Our amendment will set supplemental state aid at 6%. This amount wasn’t plucked out of thin air. This is the number that all public school organizations are asking for — school boards, teachers, administrators, urban and rural schools – everyone. They all know that for Iowa to grow and succeed it begins with educating our children.
And they are exactly right. Shortchanging our children will shortchange Iowa’s future.
I appreciate the effort to move this in a quick fashion so our schools will be able to work on their budgets this year, but you’re already a year late.
Over the past couple of weeks I’m sure you have seen and read the statistics relating to low supplemental state aid; how we rank 35th in the nation and sit $1612 below the national average; how this is the 3rd lowest set amount on record for Iowa in funding education.; and how it will raise property taxes. But what do all these mean to the average Iowan, the families that are raising their children on this state?

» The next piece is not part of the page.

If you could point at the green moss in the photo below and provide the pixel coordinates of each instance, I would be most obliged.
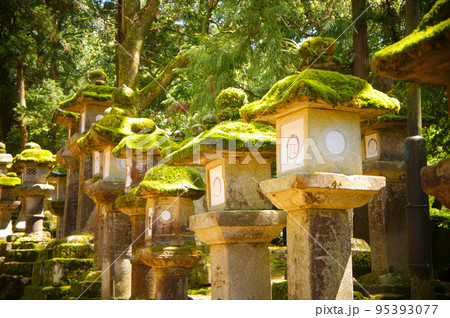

Simply, to quote the superintendent from North Tama, “You can’t have world class schools on a 3rd world budget.” This translates into larger class sizes, fewer opportunities for our children like those associated with STEM for example, and an achievement gap will grow.
As a former school board president, I know it translates into not having the funding available to keep the lights on, gas in the buses, ordering new text books, upgrade technology or keep good teachers in the classroom. In return, to offset the difference, you will see schools raising property taxes. And it’s not just a few, it’s really half the districts in the state.
We heard last night at the public hearing (at least those of us that were there or watching it online) how our teachers spend out of their own pockets to supply their rooms. Not only do they do that, but out of the goodness of their hearts, they help feed our students who aren’t able to get a meal at home.
I find it so intriguing the talk about cutting taxes and giving Iowans tax breaks, yet when it comes to school funding we don’t hesitate to underfund it which in turns is one of the main mechanisms for raising taxes. 7 out of my 10 districts will have to raise property taxes. My districts will still be faced with either raising taxes or cutting staff, staff that is stretched so thin, we cannot cut anymore. As one gentleman put it last night, “Iowans don’t have endlessly deep pockets.”
The Des Moines Register had an article over the weekend highlighting schools that are currently running in the red. About a dozen of these, all rural districts, had to plead their case before the School Budget Review Committee. With this minimal amount of state aid, how many more of our schools will be appearing before the committee in future years? Our job is to make sure every kid in Iowa gets a world class education, regardless of where they live.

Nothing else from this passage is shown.